Cada vez más se prodigan actos que vienen a corroborar el reconocimiento institucional del que goza
el sufismo internacionalmente. Dice así un viejo adagio repetido por los
derviches bektashíes turcos: “El sabio, cuando lo es de verdad, lo es
para todo el mundo”. En ese sentido, Mevlânâ Rûmî y Yunus Emre, pertenecen,
antes que nada, al acervo literario y espiritual turco, por supuesto que sí, pero
en tanto que sabios del más alto rango, nos pertenecen a todos, son patrimonio espiritual
y literario, humano en definitiva, de todos.

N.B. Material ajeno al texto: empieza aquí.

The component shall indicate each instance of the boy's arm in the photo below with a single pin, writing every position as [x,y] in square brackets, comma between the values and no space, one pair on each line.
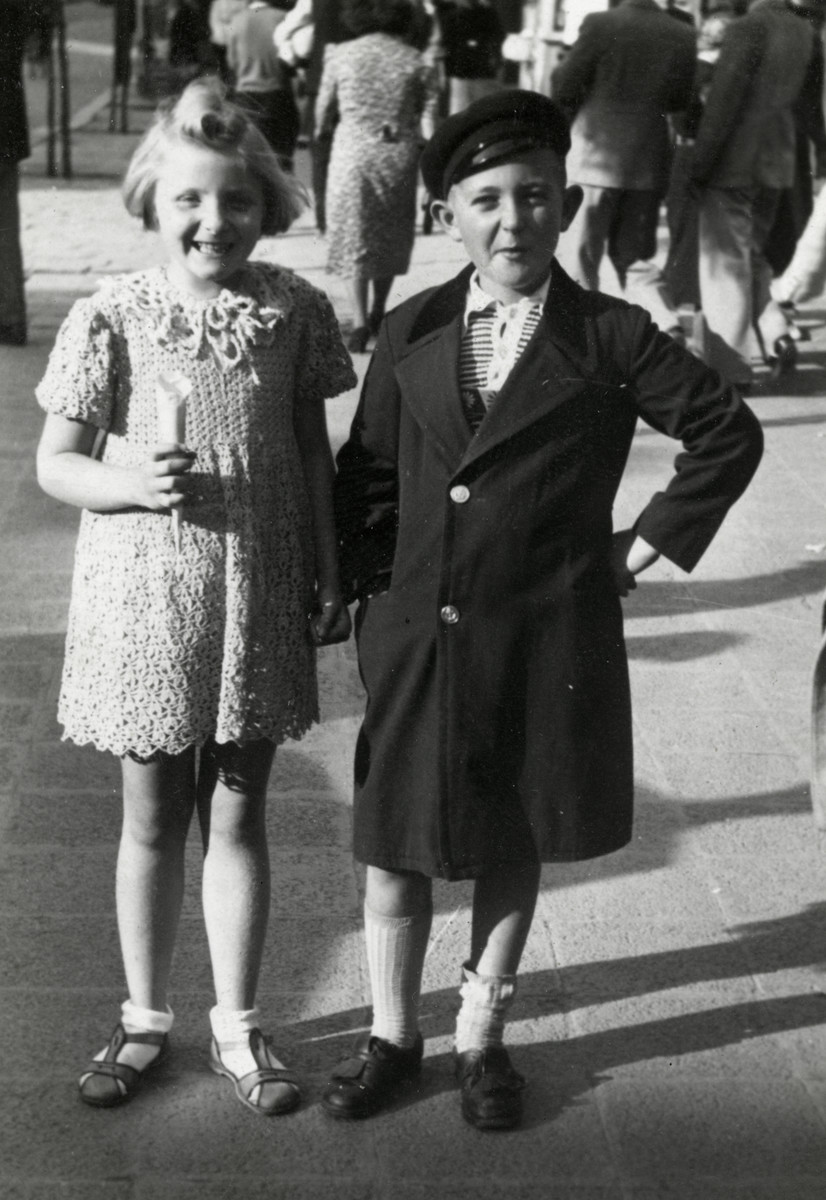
[740,60]
[366,489]
[722,439]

Así, no está de más recordar que, el año 2007,
fue declarado por la UNESCO «Año Internacional Rumí», en conmemoración del 800
aniversario del nacimiento del maestro sufí de Konya inspirador, como ya hemos apuntado, de la
escuela sufí de los derviches giróvagos, célebres por el sema, la danza circular incluida, a su vez, el año 2003, en el
patrimonio cultural inmaterial de la humanidad de la UNESCO. Pero, ya antes, Yunus Emre había corrido la misma suerte. El año 1991 fue declarado por la UNESCO el "Año Internacional Yunus Emre", con motivo del 750 aniversario del nacimiento del poeta turco, tan querido por los turcos de toda condición.
Indudablemente, dicho reconocimiento internacional
del sufismo a través de las figuras emblemáticas de Mevlânâ Rûmî y Yunus Emre le
debe mucho al carácter humanista, universalista, cordial e integrador de ambas
figuras, algo que no tiene precio en unos tiempos tan convulsos y en plena
ebullición como los presentes, marcados por el entrecruzamiento no siempre
cómodo de culturas y religiones que han vivido durante siglos dándose la
espalda cuando no luchando entre sí a brazo partido, con el consiguiente
empobrecimiento de todas ellas. Hoy, son precisos hombres y mujeres que sumen y
no que resten, que integren y no que excluyan. Y esos son los derviches
herederos de Mevlânâ y de Yunus Emre. Canta Mevlânâ Rûmî:
“Ven,
ven, seas quien seas, seas lo que seas.
Incluso
si eres un pagano, un adorador del fuego o un ateo, ven.
Aunque
hayas roto mil veces tu palabra, ven.
La
nuestra no es la morada del reproche, sino la del amor”.